Successful investing is all about figuring out what something is worth and then paying significantly less than that for it. If you can do that over and over again, you'll have found yourself a recipe for success.
It sounds easy, but of course it isn't. It takes a lot of hard work and patience to find situations where the market is offering up such juicy bargains.
I believe that there is one such bargain sitting in plain view today. This is a well-known company that I think offers investors the chance to buy a dollar's worth of assets for 25 cents. The evidence to support that valuation is quite compelling, but the question of when that value might be realized is difficult to answer.
The company I'm talking about is Sears Holdings (Nasdaq: SHLD).
Many people are familiar with the Sears story. Hedge fund manager Eddie Lampert gained control of Kmart in 2003 by buying up the company's debt and exchanging that debt for equity during bankruptcy proceedings. That was a home run for Lampert.
Then in 2004, Lampert had Kmart acquire Sears to form Sears Holdings. Investors were thrilled with this hedge fund star taking control of two large cash-generating businesses. A common expectation from outsiders was that Lampert would use Sears Holdings as a cash cow to make other investments, much like Warren Buffett has with Berkshire Hathaway (NYSE: BRK-B).
But over the subsequent decade, that hasn't happened. Lampert has instead tried to run Sears in its historical form as a retail operation. And that hasn't gone well.
In the early years, Lampert took massive amounts of the company's free cash and used it to buy back shares. Very little money was reinvested in the operating business -- and the business has suffered.
Revenue has shrunk steadily, which could be OK because there have been unprofitable stores closed. What really isn't OK, though, is what has happened to net income and cash flow.
Sears Holdings has gone from generating over $1 billion a year in cash flow to generating none.
And what must be very hard to look at for shareholders is the amount of money that was poured into share repurchases back in 2006 to 2008 when the share price was two, three or four times where it is today.
Given this company is generating no free cash flow at this point and seems to be in a death spiral, why in the world would anyone want to buy shares?

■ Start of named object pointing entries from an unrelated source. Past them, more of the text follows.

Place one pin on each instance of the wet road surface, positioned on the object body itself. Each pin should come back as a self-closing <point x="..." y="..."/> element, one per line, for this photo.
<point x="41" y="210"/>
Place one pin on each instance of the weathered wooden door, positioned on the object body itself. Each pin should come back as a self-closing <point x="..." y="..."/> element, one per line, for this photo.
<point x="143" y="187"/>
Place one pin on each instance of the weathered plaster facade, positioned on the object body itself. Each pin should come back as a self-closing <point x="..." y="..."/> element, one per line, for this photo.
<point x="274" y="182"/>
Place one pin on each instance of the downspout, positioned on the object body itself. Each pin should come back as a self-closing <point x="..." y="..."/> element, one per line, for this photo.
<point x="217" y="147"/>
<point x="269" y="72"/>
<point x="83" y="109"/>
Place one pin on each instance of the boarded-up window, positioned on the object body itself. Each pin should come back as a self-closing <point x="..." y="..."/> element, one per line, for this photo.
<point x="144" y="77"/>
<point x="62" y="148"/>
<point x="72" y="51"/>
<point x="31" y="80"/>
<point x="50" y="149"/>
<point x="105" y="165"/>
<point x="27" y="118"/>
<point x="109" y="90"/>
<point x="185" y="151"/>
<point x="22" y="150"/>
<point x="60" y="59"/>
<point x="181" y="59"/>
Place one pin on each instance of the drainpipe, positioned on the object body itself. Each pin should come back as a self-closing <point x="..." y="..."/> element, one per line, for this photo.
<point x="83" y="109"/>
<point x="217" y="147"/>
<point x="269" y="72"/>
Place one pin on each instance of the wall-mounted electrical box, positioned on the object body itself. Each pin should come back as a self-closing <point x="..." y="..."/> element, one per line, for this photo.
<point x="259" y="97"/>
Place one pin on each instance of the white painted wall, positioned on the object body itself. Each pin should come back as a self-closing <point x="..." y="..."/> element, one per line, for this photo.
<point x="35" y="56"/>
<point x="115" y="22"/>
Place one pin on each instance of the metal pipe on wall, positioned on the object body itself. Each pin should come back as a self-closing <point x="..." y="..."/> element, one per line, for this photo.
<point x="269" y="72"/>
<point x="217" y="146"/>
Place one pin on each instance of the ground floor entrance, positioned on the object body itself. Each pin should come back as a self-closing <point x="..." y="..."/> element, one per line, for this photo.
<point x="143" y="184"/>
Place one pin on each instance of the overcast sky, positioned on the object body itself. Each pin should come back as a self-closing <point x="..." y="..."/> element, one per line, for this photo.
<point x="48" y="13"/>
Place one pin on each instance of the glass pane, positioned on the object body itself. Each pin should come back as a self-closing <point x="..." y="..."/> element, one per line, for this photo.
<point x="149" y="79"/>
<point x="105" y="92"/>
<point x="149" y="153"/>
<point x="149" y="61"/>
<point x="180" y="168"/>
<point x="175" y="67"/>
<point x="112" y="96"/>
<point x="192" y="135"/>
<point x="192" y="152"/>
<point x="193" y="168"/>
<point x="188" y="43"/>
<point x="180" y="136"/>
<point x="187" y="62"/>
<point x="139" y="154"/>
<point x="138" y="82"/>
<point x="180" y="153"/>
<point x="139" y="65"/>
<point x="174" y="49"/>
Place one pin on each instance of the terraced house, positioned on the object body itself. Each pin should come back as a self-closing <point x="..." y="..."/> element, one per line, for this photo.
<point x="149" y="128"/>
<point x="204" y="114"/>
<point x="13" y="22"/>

The answer lies in looking beyond Sears' income and cash flow statements and at its balance sheet -- because this is a story about undervalued assets.
The argument for owning Sears is that while the operating business is terrible, the value of the real estate the company controls through direct ownership and below-market long-term leases is worth much more than the current enterprise value of the company.
When looking at the balance sheet of any company that owns a large amount of real estate, it is important to know that generally accepted accounting principles (GAAP) dictate that real estate is valued at the lower of fair market value and cost.
For example, imagine a company that owns a piece of land in a city that was purchased 50 years ago for $50,000. Today, 50 years later, that land would likely be worth a lot more than $50,000. It might be worth several multiples of that purchase price.
However, GAAP would require that land be required at the lower of its current value or original cost. So if you looked at the balance sheet of this company, that land would be recorded at $50,000 -- while it might actually be worth several times as much.
That is what is going on with Sears Holdings.
The company is sitting on a huge amount of commercial real estate and valuable long-term leases from historical Sears and Kmart locations that is worth much more than the company balance sheet reflects.
The size of the real estate controlled by Sears through direct ownership or long-term and below-market leases is huge.
Sears Holdings is actually one of the largest commercial real estate organizations in the world. It just happens to be hidden inside of a struggling retail operation.
Significant Sears shareholder Bruce Berkowitz of the Fairholme Fund provides a telling story of the hidden real estate value of Sears in the slide below:
Simon Property Group (NYSE: SPG) has slightly less commercial real estate than Sears but a market capitalization of 8 times what Sears has.
General Growth Properties (NYSE: GGP) has 56% of the commercial space but three times the market cap.
Kimco Realty (NYSE: KIM) has 53% of the commercial real estate and also a larger market capitalization.
These comparisons are not apples to apples: Real estate is different by location, age and functional use. But I think it still provides a pretty solid piece of evidence that Sears Holdings has asset value far in excess of the current market valuation.
If Sears' real estate turns out to be worth just half of what Simon Property Group is valued at, it means that shares of Sears could be worth four times more than where they currently trade.
That is the type of bargain that you don't find every day.
Now the big question becomes, when does this real estate value get realized? When does Lampert shutter the struggling retail business and focus on the true value of the company?
The honest answer is, I don't know -- but I expect that if I were to buy some shares, sock them away and check back in five years, I'd be happy I did.
Risks to Consider: Any time a company makes a radical shift in strategy, there is plenty of execution risk. Moving Sears away from its historical roots and into the real estate business could involve plenty of bumps.
Action to Take --> Buy SHLD and be patient. At some point in time Lampert is going to put the retail business out of its misery and start extracting value from its real estate portfolio.